I feel their pain. I’m on my way to becoming a little old man, and sooner or later some upstart will be shoving me aside, planting his foot on my back and taking my seat. Yes, it’s a dog-eat-dog world out there.
During this latest crisis, Metro-North suggested we work from home or “seek alternate transportation.” I wasn’t sure what that meant. What are the alternatives? Kayak? Rickshaw? Helicopter?
Last week, I was standing on the crowded platform in Stamford at 6:15 a.m., waiting for a diesel train to arrive so I could wedge myself into the overhead luggage rack. The first train that passed was so mobbed, I couldn’t get on.

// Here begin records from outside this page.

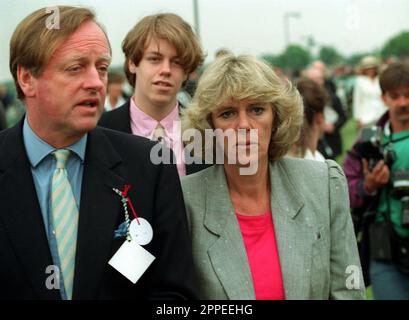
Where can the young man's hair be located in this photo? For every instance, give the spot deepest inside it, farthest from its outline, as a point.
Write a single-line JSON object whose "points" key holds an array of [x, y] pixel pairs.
{"points": [[34, 41], [394, 77], [166, 26]]}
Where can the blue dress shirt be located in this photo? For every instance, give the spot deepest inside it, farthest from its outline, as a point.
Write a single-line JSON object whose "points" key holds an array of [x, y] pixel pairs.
{"points": [[42, 168]]}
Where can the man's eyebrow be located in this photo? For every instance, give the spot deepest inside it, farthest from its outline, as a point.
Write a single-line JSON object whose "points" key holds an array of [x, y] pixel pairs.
{"points": [[85, 57], [105, 58]]}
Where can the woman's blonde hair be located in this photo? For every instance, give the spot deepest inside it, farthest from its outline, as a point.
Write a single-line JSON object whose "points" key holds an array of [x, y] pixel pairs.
{"points": [[246, 78]]}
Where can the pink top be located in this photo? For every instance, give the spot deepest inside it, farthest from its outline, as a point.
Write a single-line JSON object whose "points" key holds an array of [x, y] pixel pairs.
{"points": [[144, 125], [260, 243]]}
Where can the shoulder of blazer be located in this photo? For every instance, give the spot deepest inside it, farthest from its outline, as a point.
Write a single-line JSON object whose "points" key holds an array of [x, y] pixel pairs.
{"points": [[11, 145], [118, 119], [127, 143]]}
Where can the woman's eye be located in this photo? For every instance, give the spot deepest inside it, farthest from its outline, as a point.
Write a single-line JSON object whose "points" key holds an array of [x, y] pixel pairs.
{"points": [[226, 114], [257, 110], [74, 68], [153, 59]]}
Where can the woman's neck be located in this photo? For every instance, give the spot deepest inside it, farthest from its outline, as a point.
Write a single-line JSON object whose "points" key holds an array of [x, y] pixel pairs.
{"points": [[250, 194]]}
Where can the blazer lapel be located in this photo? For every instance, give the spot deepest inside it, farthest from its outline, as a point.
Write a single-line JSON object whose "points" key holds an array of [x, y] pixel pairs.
{"points": [[98, 215], [294, 233], [234, 273], [21, 214]]}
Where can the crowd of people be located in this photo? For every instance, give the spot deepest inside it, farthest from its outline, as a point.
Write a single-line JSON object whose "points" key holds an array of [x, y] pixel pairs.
{"points": [[246, 200]]}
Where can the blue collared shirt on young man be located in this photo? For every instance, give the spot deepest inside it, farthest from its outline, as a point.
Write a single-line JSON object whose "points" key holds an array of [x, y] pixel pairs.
{"points": [[42, 168]]}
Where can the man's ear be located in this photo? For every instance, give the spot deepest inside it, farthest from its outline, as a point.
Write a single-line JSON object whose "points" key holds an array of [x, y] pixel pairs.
{"points": [[383, 96], [131, 67], [26, 81]]}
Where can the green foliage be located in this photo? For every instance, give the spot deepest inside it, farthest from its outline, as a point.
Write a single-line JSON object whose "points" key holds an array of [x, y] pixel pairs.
{"points": [[294, 57], [397, 46], [329, 55], [355, 58]]}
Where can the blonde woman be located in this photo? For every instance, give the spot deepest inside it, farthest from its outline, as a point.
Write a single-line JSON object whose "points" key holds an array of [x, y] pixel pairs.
{"points": [[282, 232]]}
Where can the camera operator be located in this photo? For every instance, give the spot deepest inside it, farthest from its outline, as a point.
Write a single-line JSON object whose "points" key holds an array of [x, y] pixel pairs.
{"points": [[377, 169]]}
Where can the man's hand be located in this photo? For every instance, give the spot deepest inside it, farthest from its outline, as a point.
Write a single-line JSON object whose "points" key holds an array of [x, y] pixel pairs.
{"points": [[378, 177]]}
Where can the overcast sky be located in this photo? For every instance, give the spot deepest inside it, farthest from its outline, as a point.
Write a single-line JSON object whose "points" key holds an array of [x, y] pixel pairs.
{"points": [[244, 26]]}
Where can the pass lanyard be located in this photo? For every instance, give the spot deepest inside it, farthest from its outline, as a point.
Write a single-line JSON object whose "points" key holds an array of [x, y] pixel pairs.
{"points": [[125, 200]]}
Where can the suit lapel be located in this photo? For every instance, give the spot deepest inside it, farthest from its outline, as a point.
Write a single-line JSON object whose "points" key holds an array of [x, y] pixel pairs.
{"points": [[294, 233], [98, 215], [21, 214], [234, 273]]}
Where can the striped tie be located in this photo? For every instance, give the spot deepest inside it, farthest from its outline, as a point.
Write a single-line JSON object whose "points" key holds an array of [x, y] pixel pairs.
{"points": [[65, 219]]}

The second time I made it, and when I got on board, the conductor gave us the Gipper speech and tried to be encouraging.
“We have to make the best of a bad situation,” he said and then kindly advised us to sit next to someone, make new friends and start up a conversation. He should have said sit on someone’s lap — and no pick-pocketing allowed.
The commuter crisis has taught me not to be afraid to sit in the middle seat between two other people, regardless of how they act or smell. You see, perfume is my downfall, and with my allergies, I start to sneeze and wheeze and blow my nose, which aren’t socially acceptable activities when you’re crammed shoulder-to-shoulder and thigh-to-thigh between strangers.
Last Thursday was a bad morning. A woman was wearing musk and someone else was wearing talcum and someone else had skin cream with lanolin. I picked up those scents immediately and my nose started twitching. Then, there was the garlic.
“Who the heck smells of garlic?” I grumbled ... until I realized it was me. We Italians can’t get enough garlic. No more pepperoni pizza from Giovanni’s.
However, in the memorable words of the conductor, I was determined to “make the best of a bad situation.” Even my daughter — who is a chronic whiner about her daily commute and text-messages me every time someone passes gas or eats a stinky egg-and-cheese sandwich — had an enlightened outlook for a change.
All day long I got messages from her, grumbling about the trains and then, miracle of miracles, she sent this one: “I’ll say this again. It amazes me sometime how there r so many nice people in this world. People who give up seats and help other people with their bags.”
Was that the same daughter? Was that the same train? Nirvana.